Saturday, August 13, 2011

Creating scientific (bioinformatics) software: going Agile?

This post is the summary of a few personal thoughts about scientific research software development process. This is the results of personal experiences as phD in physics computational modeling, bioinformatician up to head of software development (CTO) in a medium size biotech software company (, academic research/service group leader and programming course lecturer. These thoughts are based on a lot of personal failures, some success stories, even more observations of other projects and of course literature (see references)...

Verbier to Zinal in speed flying, 2009

The context
There has often been a gap (a precipice?) in the conception of how scientific and programmer produce software ( where the scientific code is “just a tool to get an answer” and the programmer should deliver a packaged product.

I will focus on a case study where bioinformatician (dry lab) are working on an exploratory project with wet lab scientists, but much of the arguments are true in other situations or even if the scientist is himself the developer.

No culture...Let’s put it frankly: there is not much software development methodology culture in bioinformatics. Why? habits are hard to change, code writers are often not software engineers trained peoples, the motto that “our domain is just different”...

There is just not the maturity in this field, such as, for example, in game software creation, and this lead to recurrent problems.

Common problems
We can observe several recurrent situations (check your favorites).
From the collaboration (developers/scientist) point of view:
  • software folks solve their own problems, not the wet lab ones: the result is a frustrating software for the scientist; 
  • scientist cannot define all their needs at project start (by nature, in exploration, questions will appear on the path); 
  • lack of trust between dry/wet lab; 
  • too long delays between software releases kill dialogue and collaborative creation; 
  • software is not able to adapt and follow a moving target (research by essence is); 
  • fear to innovate from the scientist (e.g. new ways of representing data) versus unleashed excitation about innovation from developer leading to useless feature (although they are super cool...); 
  • “unplanned” data structure (rare events, increasing volume killing speed) cannot always be predicted upfront; 
  • scientist refrain to simplify the problem even though some level or simplification is often possible and does not corrupt the solution quality, while the challenge can become programmable. 

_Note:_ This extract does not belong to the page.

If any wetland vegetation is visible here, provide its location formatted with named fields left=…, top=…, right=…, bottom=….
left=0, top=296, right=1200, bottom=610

From the software creation point of view:
  • over architecture and code replication; 
  • YAGNI ('t_gonna_need_it); 
  • code is hardly refactorable, thus cannot follow a moving target and a changing environment (third parties libraries, new data structures...); 
  • Shaving the YAK (wiktionary: “The actually useless activity you do that appears important when you are consciously or unconsciously procrastinating about a larger problem”); 
  • buggy software; 
  • untested code (well, that’s quite related to the previous point..); 
  • not easy (impossible?) to pass code from a developer to another; 
  • re-re-re-inventing the wheel; 
  • code is polluted by unused components, tested technologies that were later abandoned but not removed; 
  • just poor code... 

“Ok! But our domain is just different from all others”
As soon as you address this problem with senior scientist and propose solution to try to cope with these problems, they will often a) confirm they face(d) these situations, b) argue that their field and challenges are just unique.

In practice, you can often end up with a combination of the following situations (check again you favorites):
control freak manager that will just design every details by fear;
“heroic” developers killing themselves to make the bird fly, and often producing a non sustainable effort, poor code and becoming good candidate for a splendid burnout after a variable number of years;
scientist surviving with hand made, painful excel solutions;
cut of the communication channel between wet and dry labs;
total waste of resource, loss of motivation and poor outcome.

But is bioinformatics really different?
Well, not that much... If you look at the main taps, the situation is very similar to other fields, such as web application or game development:
  • starting from a vision, development must continuously adapt to end user needs (which no one could even imagine at start); 
  • in scientific exploration software, the moving target is the quest itself which take the form of: 
    • hypothesis to (in-)validate, 
    • ideas from articles to test or adapt, 
    • digging in data raises new questions, thus the need for new tools. 
Moreover, the tools need to be delivered in a continuous manner, to allow faster interactions and a real dialogue between scientists and developers.

This is a more and more common practice in software development, often quoted as “release early, release often” with very popular tools released daily (or even hourly) on the web (

The software community answer: going Agile
All those pathologies have been the routine landscape in software development for decades. As a remedy, a methodology (or more precisely, something like a philosophy or mindset) arose, very well suited, modulo some adaptations, to the situations we face.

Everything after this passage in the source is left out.